We shouldn’t change for anyone but ourselves, not even our spouses

Evelyn Martinez
May 12, 2020 · 7 min read

hen I was heavy, my ex-husband, Deon, never shied away from showing his love for my full figure. Growing up, people who loved extra breasts and thighs were called “Chubby Chasers.” Deon hated the term.

“Liking big girls isn’t a ‘black guy’ thing. Everyone has a type,” he’d say. “I like you, just as you are right now — that’s all there is to it.”

To an overweight woman with a binge-eating disorder, these words meant something profound. I’d taken the phrase “as you are right now” to suggest he loved me for who I am as a person like we all expect our spouses to do. Either you like the person you’re with, or you don’t, right?

Sex in a committed relationship is about finding someone that allows you to let go and be comfortable with ourselves.
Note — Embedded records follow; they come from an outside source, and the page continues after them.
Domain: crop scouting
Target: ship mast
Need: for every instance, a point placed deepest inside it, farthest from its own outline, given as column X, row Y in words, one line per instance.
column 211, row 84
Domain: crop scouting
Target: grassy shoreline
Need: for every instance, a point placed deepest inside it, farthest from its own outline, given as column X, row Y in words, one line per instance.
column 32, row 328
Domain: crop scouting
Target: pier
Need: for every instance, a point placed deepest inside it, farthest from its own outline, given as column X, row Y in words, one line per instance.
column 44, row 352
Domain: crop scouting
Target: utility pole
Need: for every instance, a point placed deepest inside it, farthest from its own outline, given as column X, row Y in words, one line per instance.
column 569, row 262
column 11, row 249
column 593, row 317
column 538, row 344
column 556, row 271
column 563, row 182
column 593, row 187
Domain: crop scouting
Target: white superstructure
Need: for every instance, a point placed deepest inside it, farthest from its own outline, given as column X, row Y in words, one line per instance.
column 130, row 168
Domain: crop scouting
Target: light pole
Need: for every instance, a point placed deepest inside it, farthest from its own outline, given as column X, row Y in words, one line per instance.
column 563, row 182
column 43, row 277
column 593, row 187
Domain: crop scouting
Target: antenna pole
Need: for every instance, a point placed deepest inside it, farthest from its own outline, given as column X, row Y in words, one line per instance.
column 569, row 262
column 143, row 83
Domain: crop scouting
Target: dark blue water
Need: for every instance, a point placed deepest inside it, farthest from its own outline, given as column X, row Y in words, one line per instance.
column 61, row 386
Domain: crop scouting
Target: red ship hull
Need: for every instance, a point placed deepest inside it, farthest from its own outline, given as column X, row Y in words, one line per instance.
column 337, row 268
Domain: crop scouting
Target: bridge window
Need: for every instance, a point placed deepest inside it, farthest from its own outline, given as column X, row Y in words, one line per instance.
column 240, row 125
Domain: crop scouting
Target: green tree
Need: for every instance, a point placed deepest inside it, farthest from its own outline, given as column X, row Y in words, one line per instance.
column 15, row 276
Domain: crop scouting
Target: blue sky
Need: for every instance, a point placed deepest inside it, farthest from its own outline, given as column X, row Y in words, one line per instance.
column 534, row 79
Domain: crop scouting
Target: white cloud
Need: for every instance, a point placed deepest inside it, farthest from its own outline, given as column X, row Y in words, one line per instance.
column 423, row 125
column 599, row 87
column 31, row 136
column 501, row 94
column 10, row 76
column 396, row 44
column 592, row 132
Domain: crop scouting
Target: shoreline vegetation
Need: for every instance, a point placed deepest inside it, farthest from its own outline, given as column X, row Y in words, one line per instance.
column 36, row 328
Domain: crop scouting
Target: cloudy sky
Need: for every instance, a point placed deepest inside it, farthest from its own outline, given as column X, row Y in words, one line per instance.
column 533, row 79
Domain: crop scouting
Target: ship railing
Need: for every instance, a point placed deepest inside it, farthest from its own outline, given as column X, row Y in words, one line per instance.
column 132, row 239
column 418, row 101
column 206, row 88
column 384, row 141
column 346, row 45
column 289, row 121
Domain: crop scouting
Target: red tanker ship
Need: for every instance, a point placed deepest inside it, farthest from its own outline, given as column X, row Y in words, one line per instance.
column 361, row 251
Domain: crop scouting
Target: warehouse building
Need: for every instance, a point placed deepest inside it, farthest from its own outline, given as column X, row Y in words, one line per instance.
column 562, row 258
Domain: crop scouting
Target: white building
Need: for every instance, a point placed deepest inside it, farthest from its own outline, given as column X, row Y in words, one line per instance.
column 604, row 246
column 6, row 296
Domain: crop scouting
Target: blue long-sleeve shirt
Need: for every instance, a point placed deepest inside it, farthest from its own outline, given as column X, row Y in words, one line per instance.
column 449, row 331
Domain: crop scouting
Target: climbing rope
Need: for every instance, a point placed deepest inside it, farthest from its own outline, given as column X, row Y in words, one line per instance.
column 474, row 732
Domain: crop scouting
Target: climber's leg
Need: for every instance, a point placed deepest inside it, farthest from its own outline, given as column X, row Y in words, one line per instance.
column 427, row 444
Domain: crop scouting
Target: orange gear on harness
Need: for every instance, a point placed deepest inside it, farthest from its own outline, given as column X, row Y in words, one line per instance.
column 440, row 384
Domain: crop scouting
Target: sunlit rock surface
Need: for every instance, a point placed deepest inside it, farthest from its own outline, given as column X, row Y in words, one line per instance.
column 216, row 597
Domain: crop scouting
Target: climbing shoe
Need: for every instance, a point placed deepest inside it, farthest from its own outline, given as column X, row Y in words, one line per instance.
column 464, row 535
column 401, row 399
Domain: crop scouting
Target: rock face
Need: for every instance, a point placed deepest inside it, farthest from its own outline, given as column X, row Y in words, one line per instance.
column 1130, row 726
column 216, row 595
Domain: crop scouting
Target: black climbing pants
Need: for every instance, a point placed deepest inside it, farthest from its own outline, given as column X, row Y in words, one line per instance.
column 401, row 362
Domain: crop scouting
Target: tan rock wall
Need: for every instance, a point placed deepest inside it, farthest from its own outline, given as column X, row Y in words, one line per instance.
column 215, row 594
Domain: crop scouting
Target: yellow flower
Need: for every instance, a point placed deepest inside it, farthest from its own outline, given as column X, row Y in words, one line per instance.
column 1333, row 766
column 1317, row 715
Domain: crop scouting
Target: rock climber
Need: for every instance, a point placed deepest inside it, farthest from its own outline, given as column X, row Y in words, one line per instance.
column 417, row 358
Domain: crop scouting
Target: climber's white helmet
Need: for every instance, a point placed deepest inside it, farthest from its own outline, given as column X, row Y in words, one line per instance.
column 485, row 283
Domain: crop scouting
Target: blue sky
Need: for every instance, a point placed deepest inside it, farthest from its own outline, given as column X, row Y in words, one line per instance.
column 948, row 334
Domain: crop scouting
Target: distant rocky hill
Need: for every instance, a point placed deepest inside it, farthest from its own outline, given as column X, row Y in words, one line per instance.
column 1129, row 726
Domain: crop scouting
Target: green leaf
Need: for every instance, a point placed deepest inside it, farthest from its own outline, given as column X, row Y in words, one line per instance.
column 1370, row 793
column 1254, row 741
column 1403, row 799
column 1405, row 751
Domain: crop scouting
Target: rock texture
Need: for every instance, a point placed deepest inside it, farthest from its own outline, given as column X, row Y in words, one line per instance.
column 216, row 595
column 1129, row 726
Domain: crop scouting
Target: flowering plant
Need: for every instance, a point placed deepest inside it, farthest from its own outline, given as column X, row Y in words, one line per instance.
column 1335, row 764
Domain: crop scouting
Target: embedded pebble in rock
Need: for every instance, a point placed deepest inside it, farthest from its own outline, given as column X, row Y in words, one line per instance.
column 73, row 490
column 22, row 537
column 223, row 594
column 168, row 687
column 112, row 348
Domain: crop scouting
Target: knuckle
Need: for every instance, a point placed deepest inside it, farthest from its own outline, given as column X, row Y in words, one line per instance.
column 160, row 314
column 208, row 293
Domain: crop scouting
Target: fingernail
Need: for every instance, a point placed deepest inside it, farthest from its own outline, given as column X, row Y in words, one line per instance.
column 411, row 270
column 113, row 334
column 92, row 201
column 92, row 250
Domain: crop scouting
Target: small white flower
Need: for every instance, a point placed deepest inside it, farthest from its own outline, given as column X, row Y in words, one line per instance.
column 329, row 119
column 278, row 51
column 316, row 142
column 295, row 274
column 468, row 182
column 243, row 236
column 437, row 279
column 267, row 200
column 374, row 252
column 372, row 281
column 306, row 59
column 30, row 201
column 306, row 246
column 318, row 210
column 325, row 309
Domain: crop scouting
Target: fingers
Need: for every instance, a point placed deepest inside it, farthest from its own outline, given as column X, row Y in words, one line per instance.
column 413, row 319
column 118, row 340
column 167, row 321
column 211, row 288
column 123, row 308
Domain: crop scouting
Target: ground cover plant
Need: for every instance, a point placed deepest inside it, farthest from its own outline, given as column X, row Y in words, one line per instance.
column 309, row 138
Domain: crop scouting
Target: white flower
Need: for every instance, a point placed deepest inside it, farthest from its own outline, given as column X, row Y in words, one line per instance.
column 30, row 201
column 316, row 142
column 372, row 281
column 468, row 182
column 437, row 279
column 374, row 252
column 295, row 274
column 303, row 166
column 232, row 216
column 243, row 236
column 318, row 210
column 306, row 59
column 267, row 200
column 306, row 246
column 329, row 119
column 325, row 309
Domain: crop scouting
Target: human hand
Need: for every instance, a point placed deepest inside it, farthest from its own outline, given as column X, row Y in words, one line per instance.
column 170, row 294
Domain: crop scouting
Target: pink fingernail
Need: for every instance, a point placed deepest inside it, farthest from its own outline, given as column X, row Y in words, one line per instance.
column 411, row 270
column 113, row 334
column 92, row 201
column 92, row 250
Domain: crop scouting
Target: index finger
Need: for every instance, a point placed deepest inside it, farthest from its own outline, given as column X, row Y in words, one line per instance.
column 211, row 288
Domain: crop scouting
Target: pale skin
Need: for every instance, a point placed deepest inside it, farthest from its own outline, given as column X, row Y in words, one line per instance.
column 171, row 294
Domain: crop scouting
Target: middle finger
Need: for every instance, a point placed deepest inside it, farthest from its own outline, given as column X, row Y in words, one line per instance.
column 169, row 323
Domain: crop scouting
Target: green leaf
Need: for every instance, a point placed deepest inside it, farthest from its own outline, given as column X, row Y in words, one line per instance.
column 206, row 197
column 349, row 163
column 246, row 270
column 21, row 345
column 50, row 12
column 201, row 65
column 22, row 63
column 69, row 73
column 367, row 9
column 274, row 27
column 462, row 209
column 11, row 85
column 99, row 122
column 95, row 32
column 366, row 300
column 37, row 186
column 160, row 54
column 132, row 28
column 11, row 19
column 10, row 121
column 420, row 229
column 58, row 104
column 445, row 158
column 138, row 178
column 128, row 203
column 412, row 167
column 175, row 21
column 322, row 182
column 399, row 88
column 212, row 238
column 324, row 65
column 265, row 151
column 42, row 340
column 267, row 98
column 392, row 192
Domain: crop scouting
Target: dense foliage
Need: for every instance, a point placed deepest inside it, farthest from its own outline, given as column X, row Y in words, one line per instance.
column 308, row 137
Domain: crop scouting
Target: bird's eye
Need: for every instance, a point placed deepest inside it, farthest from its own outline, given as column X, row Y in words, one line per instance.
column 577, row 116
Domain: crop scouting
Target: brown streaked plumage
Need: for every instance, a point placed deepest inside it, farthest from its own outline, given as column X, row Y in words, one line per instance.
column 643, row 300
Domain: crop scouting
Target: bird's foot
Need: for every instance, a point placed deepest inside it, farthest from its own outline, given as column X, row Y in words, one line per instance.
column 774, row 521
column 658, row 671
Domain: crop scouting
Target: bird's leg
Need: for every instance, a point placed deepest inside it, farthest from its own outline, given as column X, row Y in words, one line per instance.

Size should have nothing to do with attraction in a relationship, but so many times, it does.

Acceptance

I first noticed Deon’s attraction to my body at work, long before we started dating. We’d both signed on to perform for a haunted event at a popular theme park and landed in the same maze.

Opening night, I’d slipped into the co-ed tent to change ahead of the rush. Deon came early as well and walked in on me standing in my bra and blood-spattered culottes.

“Whoa,” he’d said, taking a step back, his eyes tracing the lace on my bra before finding the dirt floor. “Sorry.”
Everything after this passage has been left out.